In this manuscript, we propose an optimization framework to maximize the energy efficiency of the BSC-enabled cooperative NOMA system under imperfect successive interference cancellation (SIC) decoding at the receiver. Specifically, the energy efficiency of the system is maximized by optimizing the transmit power of the source, power allocation coefficients (PAC) of NOMA users, and power of the relay node. A low-complexity energy-efficient alternating optimization framework is introduced which simultaneously optimizes the transmit power of the source, PAC, and power of the relay node by considering the quality of service (QoS), power budget, and cooperation constraints under the imperfect SIC decoding. Subsequently, a joint channel coding framework is provided to enhance the performance of far user which has no direct communication link with the base station (BS) and has bad channel conditions. In the destination node, the far user data is jointly decoded using a Sum-product algorithm (SPA) based joint iterative decoder realized by jointly-designed Quasi-cyclic Low-density parity-check (QC-LDPC) codes obtained from cyclic balanced sampling plans excluding contiguous units (CBSEC).
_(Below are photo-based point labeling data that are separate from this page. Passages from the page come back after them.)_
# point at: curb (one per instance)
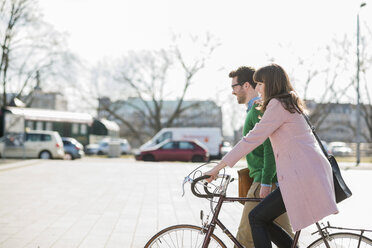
(19, 164)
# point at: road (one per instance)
(97, 202)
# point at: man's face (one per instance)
(238, 91)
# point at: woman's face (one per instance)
(260, 88)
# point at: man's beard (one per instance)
(241, 99)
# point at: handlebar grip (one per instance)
(195, 181)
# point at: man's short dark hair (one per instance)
(244, 74)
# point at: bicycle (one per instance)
(190, 236)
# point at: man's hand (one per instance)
(213, 173)
(265, 191)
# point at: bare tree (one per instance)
(29, 46)
(150, 77)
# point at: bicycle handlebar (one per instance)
(222, 188)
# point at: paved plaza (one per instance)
(98, 202)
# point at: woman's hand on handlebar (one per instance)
(213, 172)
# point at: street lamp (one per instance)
(358, 93)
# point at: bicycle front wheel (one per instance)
(182, 236)
(345, 240)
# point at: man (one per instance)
(261, 161)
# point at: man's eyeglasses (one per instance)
(234, 85)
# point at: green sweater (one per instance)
(261, 161)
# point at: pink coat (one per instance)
(304, 174)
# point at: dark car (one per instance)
(73, 148)
(175, 150)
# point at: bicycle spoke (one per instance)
(186, 236)
(343, 240)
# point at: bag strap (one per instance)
(316, 136)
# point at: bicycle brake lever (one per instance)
(187, 179)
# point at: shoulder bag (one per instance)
(244, 183)
(342, 191)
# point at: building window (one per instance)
(39, 125)
(30, 125)
(83, 129)
(48, 126)
(75, 128)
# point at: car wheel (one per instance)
(68, 156)
(148, 157)
(197, 158)
(45, 155)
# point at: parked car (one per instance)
(210, 137)
(340, 149)
(73, 148)
(33, 144)
(103, 146)
(175, 150)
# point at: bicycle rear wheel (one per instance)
(182, 236)
(344, 240)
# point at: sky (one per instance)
(250, 32)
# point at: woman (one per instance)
(305, 190)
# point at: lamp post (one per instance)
(358, 92)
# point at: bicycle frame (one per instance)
(215, 221)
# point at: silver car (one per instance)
(32, 144)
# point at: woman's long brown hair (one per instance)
(277, 85)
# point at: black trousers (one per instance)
(262, 217)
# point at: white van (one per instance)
(32, 144)
(211, 137)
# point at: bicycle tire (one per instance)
(344, 240)
(182, 236)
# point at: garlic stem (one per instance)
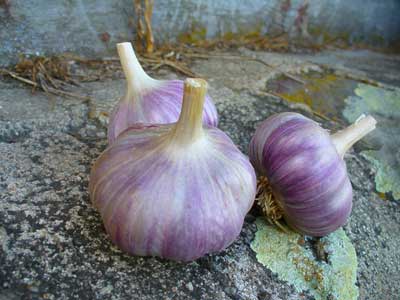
(190, 125)
(346, 138)
(136, 77)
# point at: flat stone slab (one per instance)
(53, 244)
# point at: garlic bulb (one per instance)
(147, 100)
(307, 178)
(176, 191)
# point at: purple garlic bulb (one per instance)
(176, 191)
(147, 100)
(305, 171)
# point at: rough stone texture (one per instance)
(92, 27)
(53, 244)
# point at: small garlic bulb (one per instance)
(305, 172)
(176, 191)
(147, 100)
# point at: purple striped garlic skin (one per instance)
(147, 100)
(159, 104)
(176, 191)
(306, 173)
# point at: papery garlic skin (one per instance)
(175, 191)
(306, 173)
(147, 100)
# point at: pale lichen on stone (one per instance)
(294, 262)
(384, 105)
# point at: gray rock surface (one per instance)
(93, 27)
(53, 244)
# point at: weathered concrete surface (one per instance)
(93, 27)
(53, 244)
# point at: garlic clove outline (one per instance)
(147, 100)
(305, 170)
(177, 191)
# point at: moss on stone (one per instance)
(294, 262)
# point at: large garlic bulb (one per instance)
(176, 191)
(147, 100)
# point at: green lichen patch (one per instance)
(322, 92)
(384, 105)
(294, 261)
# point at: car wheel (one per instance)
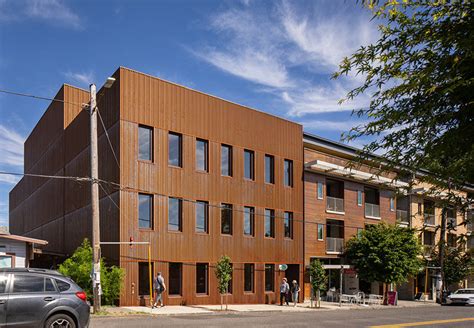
(60, 321)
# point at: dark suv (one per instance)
(41, 298)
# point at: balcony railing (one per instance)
(335, 204)
(402, 216)
(429, 219)
(334, 245)
(372, 210)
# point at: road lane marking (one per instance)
(424, 323)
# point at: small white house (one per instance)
(18, 251)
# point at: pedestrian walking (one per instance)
(159, 287)
(295, 289)
(284, 290)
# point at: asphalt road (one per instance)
(405, 317)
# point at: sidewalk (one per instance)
(242, 308)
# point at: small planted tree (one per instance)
(318, 279)
(385, 253)
(79, 267)
(223, 275)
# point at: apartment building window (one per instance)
(175, 214)
(144, 278)
(320, 190)
(175, 151)
(202, 278)
(175, 276)
(269, 169)
(202, 155)
(145, 143)
(335, 196)
(249, 220)
(226, 160)
(288, 224)
(269, 277)
(145, 211)
(320, 231)
(202, 216)
(359, 197)
(249, 272)
(269, 223)
(249, 164)
(226, 219)
(288, 174)
(372, 202)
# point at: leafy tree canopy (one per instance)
(79, 268)
(420, 76)
(385, 253)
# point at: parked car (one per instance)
(461, 296)
(41, 298)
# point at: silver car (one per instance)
(41, 298)
(461, 296)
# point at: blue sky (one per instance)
(275, 56)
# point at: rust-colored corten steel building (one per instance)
(199, 177)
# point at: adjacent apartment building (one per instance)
(196, 176)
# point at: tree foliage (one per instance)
(457, 264)
(420, 75)
(79, 268)
(385, 253)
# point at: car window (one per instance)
(31, 284)
(3, 283)
(62, 285)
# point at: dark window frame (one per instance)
(180, 149)
(151, 210)
(206, 155)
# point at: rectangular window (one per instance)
(249, 271)
(320, 190)
(226, 219)
(175, 213)
(249, 219)
(202, 278)
(145, 143)
(359, 197)
(288, 167)
(320, 231)
(288, 224)
(175, 276)
(269, 169)
(249, 163)
(269, 277)
(145, 211)
(202, 155)
(226, 160)
(175, 154)
(269, 223)
(202, 216)
(144, 278)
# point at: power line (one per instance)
(108, 138)
(41, 98)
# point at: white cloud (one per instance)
(291, 52)
(81, 78)
(53, 10)
(11, 148)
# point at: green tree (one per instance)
(318, 279)
(385, 253)
(79, 267)
(458, 264)
(224, 275)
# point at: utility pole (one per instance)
(96, 287)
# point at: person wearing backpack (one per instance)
(159, 287)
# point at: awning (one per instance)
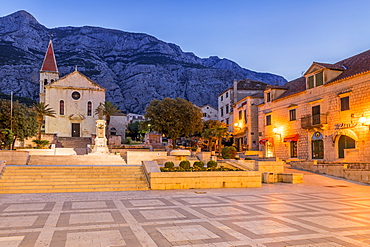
(270, 140)
(291, 138)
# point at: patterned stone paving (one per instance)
(322, 212)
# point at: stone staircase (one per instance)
(66, 160)
(53, 179)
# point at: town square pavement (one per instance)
(323, 211)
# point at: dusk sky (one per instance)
(281, 37)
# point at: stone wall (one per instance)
(14, 157)
(136, 157)
(339, 122)
(202, 180)
(358, 172)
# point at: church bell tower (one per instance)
(49, 71)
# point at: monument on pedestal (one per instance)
(100, 146)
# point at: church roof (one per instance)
(75, 74)
(49, 63)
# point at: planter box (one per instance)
(202, 180)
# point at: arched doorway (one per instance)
(345, 142)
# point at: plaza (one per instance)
(322, 211)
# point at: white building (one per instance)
(74, 97)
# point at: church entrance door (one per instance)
(75, 130)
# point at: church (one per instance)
(74, 98)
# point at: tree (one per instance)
(109, 109)
(42, 110)
(215, 131)
(6, 138)
(174, 118)
(23, 121)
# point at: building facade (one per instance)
(209, 112)
(74, 97)
(324, 115)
Simulation results evince that the proposed BSC-enabled cooperative NOMA system outperforms its counterpart by providing an efficient performance in terms of energy efficiency. Also, proposed jointly-designed QC-LDPC codes provide an excellent bit-error-rate (BER) performance by jointly decoding the far user data for considered BSC cooperative NOMA system with only a few decoding iterations under Rayleigh-fading transmission.